Not only did I need to separate plastic and paper, but there was seven types of plastic to sort. Cans had to be washed. Food waste was to be separated from normal waste. Oh, and don’t cheat. All the bags are see through and the paper warned that inspected bags that had recycled materials being thrown out would be rejected. I thought this was supposed to be a vacation?
After seeking the Rosetta Stone to translate the PEI Pictograms into common English, I was reminded of a TV show that used to be on, but whose name I cannot use in print. The short form name is called BS, and the show was the brainchild of the magician duo of Penn and Teller. Each week, they would take on some topic or issue and use their comedic wit and knowledge to cut through the bovine by-product to verify the truth. One episode tackled the recycling issue, dispelling some myths but also showing that many people genuinely are trying to do right – no matter how convoluted the process.
An experiment in the show asked some families how far they would go in separating their recyclables, offering up to 10 different sorting options for types of recycling. The unsuspecting families never broke, and just accepted the explanation for the new bin and what they were willing to sort. I felt like Penn Gillette was going to walk through my kitchen door to tell me I was on a follow-up episode as I used the secret decoder ring and Rosetta Stone to read the PEI recycling guide.
But it wasn’t so bad. By the time our family concluded the week-long vacation, everyone in the family was throwing what was needed into the appropriate bag or bin. Curbside recycling was put out along with a tiny bag of trash without issue. And we didn’t get it wrong.
I was notified recently by a reader of Wanderings that I had it wrong with recycling certain types of paper. When I wrote my column, I had said that politicians were printing taxpayer-paid propaganda that was going straight from people’s mailboxes to the garbage bin – and that said propaganda was on paper that could not be recycled.
This reader, who is in the printing industry, pointed out the paper could be recycled. Mea culpa. I was wrong. Political mailings that spam your mailbox can in fact be recycled.
That still doesn’t change the fact that tax dollars are being used by elected officials to spam mailboxes. And it doesn’t change the fact that most of this propaganda spam is immediately thrown away. Kent’s correction to my column only gives readers a better option for disposing of those money-burning exercises – the recycling bin. And this writer learns a little more.

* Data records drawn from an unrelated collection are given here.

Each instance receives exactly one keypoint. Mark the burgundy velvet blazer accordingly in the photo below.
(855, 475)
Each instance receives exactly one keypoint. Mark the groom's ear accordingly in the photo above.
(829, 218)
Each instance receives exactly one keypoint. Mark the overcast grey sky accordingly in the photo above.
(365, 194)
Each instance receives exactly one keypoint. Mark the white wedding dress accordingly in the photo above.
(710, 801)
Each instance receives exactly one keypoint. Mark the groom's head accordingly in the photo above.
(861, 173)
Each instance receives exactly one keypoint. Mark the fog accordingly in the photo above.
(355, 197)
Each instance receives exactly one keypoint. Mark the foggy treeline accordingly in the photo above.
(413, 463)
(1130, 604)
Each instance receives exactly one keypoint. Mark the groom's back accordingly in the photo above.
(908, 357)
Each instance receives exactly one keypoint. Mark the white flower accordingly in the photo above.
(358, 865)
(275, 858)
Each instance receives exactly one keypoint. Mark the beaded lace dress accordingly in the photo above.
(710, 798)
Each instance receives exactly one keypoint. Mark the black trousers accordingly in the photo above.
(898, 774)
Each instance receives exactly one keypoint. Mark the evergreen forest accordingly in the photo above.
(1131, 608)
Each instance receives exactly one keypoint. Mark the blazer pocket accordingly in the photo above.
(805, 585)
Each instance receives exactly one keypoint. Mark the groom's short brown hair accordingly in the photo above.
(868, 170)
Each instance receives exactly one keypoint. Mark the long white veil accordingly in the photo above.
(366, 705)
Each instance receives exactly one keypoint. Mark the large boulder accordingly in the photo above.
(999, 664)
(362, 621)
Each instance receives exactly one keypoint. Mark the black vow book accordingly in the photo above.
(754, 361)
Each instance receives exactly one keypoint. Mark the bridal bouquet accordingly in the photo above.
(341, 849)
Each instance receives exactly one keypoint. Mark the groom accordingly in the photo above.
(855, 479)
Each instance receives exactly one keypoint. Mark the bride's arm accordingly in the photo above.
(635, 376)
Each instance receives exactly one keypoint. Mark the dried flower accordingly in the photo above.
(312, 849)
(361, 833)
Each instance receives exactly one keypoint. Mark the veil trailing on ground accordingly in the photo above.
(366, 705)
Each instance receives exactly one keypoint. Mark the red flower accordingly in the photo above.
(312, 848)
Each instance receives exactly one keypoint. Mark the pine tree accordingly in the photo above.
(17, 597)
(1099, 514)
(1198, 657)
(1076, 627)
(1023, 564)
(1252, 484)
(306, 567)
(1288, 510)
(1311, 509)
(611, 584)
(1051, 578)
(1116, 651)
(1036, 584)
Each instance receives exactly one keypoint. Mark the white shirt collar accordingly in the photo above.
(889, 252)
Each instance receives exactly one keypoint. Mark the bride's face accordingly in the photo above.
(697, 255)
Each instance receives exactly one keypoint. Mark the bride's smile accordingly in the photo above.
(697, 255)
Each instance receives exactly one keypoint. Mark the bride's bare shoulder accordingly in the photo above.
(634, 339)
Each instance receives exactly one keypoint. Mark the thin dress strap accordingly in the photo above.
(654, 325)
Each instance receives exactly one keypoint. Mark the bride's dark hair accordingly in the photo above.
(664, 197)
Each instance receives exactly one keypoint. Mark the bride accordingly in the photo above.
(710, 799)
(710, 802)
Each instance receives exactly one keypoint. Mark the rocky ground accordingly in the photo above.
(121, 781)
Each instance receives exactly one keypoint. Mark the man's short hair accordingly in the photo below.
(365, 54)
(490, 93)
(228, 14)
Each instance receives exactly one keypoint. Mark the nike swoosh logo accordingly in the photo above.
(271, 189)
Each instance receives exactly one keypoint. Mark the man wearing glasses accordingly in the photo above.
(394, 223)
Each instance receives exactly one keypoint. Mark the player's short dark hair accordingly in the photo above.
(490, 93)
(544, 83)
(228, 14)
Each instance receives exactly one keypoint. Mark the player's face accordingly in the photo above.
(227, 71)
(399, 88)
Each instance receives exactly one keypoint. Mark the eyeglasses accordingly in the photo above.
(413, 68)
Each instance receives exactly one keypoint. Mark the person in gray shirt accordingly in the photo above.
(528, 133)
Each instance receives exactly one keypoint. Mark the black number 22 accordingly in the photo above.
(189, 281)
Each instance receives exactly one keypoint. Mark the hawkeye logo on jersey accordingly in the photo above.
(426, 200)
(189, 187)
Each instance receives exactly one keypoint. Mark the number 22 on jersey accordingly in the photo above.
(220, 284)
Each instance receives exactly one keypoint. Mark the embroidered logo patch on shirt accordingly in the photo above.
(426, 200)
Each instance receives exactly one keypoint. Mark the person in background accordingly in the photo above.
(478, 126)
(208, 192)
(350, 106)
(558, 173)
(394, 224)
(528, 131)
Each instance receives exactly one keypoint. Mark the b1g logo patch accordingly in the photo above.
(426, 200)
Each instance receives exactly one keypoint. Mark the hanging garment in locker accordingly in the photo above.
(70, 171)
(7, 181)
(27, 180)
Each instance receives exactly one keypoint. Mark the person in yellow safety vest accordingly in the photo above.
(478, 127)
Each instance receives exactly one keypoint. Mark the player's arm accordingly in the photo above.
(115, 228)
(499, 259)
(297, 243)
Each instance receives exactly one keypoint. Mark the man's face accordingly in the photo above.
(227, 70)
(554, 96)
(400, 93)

Back to recycling, what I learned from the trip to PEI – besides my need to put my toes in the sand more often – is that sorting more recycling isn’t difficult once you get your mind around it. It doesn’t take that much more space than before, and it may help with reusing materials instead of just throwing everything away. I take solace now in the knowledge that I can also recycle political mail too. Recycle everything, and let someone else sort it out.